Clen being anti-catabolic is a myth.  Do you know how to taper T3?  In my opinion ECA is a better option then clen.


----------



## XYZ (Jun 7, 2011)

Kusakup said:


> This isn't the right zone but t3 will eat your muscle faster then shit.


 

At what dose and with or without AAS?  That statement is pretty vague bro.


----------



## XYZ (Jun 7, 2011)

bassonjigs said:


> Clen at 120mcg and T3 at 100mcg per day will definitely burn the fat off and muscle with it if you aren't careful. It is highly suggested that you take the T3 with some sort of AAS to prevent the muscle loss. It is reccommended that you start slow with each to watch for any sides. (I personally get back and neck cramps if I go above 120mcg of Clen per day).
> Start the Clen at 40mcg for a couple days, then go to 80 for a couple and then 120mcg per day spread out through the day. You do not have to taper down the Clen at the end.
> Now the T3 is a different story. Take 25mcg for three days, then 50 for three, 75 for three and then top off at 100mcg for 4 weeks straight. Then taper down the T3 exactly how you built it up in the beginning. 75 for three days, 50 for three days and then 25 for three days. This allows your natural thyroid to kick in. You can run the Clen for the middle 4 weeks, but it is advised that you take Benedryl or Ketofien to help recharge the Beta receptors during the third week. Some say the T3 will do that, but taking the Benedryl can only help the matter. Prepare to lose some weight while on this cycle!
> If you are going on a 12 week AAS cycle, using the Clen/T3 at the beginning is a good way to lose the bodyfat at the beginning before the AAS really start to kick in building muscle.


 

You do not need to taper up the T3.  You NEVER need to go higher than 75mcg on T3, diet and AAS will remove BF, once you plateau THEN you add the T3 BEFORE dropping calories.


----------



## Kusakup (Jun 7, 2011)

CT said:


> At what dose and with or without AAS?  That statement is pretty vague bro.

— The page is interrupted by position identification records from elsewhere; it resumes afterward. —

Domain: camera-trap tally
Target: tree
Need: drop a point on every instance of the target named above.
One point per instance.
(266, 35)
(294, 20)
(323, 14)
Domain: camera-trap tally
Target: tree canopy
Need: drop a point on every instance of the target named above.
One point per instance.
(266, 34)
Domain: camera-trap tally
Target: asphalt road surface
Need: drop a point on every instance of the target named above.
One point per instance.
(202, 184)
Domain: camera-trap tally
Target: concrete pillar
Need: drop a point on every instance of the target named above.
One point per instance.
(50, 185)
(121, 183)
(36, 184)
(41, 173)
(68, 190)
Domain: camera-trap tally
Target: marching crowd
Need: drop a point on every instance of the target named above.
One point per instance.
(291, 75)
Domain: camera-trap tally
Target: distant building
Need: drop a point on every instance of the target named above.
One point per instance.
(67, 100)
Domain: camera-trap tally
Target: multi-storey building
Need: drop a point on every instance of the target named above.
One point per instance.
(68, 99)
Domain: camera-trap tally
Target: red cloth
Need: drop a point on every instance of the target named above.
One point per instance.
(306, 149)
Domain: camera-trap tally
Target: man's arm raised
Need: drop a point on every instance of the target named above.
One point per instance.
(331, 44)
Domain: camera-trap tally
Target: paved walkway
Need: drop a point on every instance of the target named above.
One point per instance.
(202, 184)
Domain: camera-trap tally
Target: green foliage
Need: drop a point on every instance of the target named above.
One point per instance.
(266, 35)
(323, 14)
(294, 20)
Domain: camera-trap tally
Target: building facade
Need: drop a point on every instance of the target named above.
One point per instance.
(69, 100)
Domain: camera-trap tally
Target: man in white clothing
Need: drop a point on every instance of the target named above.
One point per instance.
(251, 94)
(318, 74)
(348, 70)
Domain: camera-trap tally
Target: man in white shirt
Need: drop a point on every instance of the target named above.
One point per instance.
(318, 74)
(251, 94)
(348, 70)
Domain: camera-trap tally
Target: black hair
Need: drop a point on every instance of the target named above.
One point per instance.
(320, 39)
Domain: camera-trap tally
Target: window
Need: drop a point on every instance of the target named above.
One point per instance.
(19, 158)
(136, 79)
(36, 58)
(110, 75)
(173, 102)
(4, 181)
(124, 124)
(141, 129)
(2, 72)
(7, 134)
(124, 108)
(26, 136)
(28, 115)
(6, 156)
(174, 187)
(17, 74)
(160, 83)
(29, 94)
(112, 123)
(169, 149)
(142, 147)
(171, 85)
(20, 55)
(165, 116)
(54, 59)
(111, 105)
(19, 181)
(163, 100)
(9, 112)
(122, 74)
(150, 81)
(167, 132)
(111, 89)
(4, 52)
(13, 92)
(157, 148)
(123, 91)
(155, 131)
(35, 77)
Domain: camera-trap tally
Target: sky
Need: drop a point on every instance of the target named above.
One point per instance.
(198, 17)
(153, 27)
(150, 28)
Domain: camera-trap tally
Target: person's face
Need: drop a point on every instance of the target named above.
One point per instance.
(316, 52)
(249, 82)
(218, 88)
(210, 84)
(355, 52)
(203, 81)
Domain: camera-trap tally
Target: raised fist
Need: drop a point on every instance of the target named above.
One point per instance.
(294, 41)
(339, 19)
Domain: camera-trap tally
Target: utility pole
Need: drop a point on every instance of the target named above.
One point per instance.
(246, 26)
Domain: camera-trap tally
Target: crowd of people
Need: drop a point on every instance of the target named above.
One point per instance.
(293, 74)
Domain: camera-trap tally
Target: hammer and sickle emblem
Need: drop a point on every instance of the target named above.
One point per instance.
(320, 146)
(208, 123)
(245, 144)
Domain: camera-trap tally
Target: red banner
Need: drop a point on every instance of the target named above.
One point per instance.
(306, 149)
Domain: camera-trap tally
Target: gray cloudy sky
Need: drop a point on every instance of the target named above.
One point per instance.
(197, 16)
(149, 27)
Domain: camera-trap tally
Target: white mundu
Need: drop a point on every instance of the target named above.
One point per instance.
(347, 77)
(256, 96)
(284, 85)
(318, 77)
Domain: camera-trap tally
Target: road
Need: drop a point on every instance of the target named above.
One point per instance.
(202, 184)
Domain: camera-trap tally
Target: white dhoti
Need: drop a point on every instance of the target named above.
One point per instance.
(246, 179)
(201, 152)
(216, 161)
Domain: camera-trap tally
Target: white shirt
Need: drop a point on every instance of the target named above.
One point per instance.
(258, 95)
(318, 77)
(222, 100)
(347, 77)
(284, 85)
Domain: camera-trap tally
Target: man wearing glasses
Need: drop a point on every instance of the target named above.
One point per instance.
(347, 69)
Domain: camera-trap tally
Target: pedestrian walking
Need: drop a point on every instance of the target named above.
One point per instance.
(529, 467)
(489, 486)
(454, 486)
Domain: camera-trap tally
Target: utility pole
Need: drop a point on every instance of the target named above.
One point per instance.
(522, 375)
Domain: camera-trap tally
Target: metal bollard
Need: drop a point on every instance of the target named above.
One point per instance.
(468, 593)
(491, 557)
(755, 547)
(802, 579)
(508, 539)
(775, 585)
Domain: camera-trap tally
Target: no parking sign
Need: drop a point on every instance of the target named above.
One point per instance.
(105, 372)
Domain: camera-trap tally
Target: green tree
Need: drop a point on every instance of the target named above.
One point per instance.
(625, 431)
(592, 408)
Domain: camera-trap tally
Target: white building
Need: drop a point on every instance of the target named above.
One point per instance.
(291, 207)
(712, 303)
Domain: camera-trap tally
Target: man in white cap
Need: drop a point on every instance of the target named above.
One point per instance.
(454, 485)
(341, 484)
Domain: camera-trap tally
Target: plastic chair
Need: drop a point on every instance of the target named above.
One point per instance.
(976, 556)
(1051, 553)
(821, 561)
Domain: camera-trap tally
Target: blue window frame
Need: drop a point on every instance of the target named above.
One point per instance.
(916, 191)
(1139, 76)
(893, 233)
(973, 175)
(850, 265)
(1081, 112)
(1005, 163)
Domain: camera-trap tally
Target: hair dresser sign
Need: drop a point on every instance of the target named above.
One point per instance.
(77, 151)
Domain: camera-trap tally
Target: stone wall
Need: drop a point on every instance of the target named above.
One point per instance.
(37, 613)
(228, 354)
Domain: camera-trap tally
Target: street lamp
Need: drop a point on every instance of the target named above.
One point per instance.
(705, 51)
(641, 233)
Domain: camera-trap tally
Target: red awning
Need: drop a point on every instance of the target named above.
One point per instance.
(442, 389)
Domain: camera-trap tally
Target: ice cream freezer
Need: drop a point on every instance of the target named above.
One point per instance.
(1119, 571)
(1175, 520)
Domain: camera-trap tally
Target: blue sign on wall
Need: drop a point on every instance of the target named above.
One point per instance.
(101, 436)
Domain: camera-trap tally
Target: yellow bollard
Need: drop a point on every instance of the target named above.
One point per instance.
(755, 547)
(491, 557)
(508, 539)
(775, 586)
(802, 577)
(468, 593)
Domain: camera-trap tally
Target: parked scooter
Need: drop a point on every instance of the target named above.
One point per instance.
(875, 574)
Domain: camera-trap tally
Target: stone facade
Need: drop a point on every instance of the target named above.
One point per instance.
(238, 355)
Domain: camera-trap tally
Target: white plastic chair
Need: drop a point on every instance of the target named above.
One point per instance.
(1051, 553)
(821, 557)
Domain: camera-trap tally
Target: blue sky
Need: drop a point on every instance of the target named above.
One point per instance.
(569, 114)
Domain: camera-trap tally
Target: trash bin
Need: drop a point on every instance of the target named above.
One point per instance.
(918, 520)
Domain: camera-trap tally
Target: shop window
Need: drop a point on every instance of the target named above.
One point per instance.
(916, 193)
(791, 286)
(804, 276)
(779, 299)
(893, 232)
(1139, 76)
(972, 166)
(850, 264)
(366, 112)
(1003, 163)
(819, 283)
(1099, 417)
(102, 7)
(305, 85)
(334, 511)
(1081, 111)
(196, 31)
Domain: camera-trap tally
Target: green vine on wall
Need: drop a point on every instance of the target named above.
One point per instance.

I was running the clen at 125mg and the t3 at 75mg by themselves. At the end of the 5th week my strength was down by a good amount. It rebounded like a week after I stopped the cycle though.


----------



## OneWheyOrAnother (Jun 7, 2011)

T3 / Clen stack sounds like a heart attack waiting to happen


----------



## ladderman155 (Jun 7, 2011)

grab some helios!! Or run the clen alone. I hate t3


----------



## Ballgame23 (Jun 7, 2011)

Good look on all the info fellas. Sounds like T3 is pretty harsh whether tapering it or not. Problem is there are all kinds of different opinions on what to do and I needed some real world advice from ppl who done this shit before. 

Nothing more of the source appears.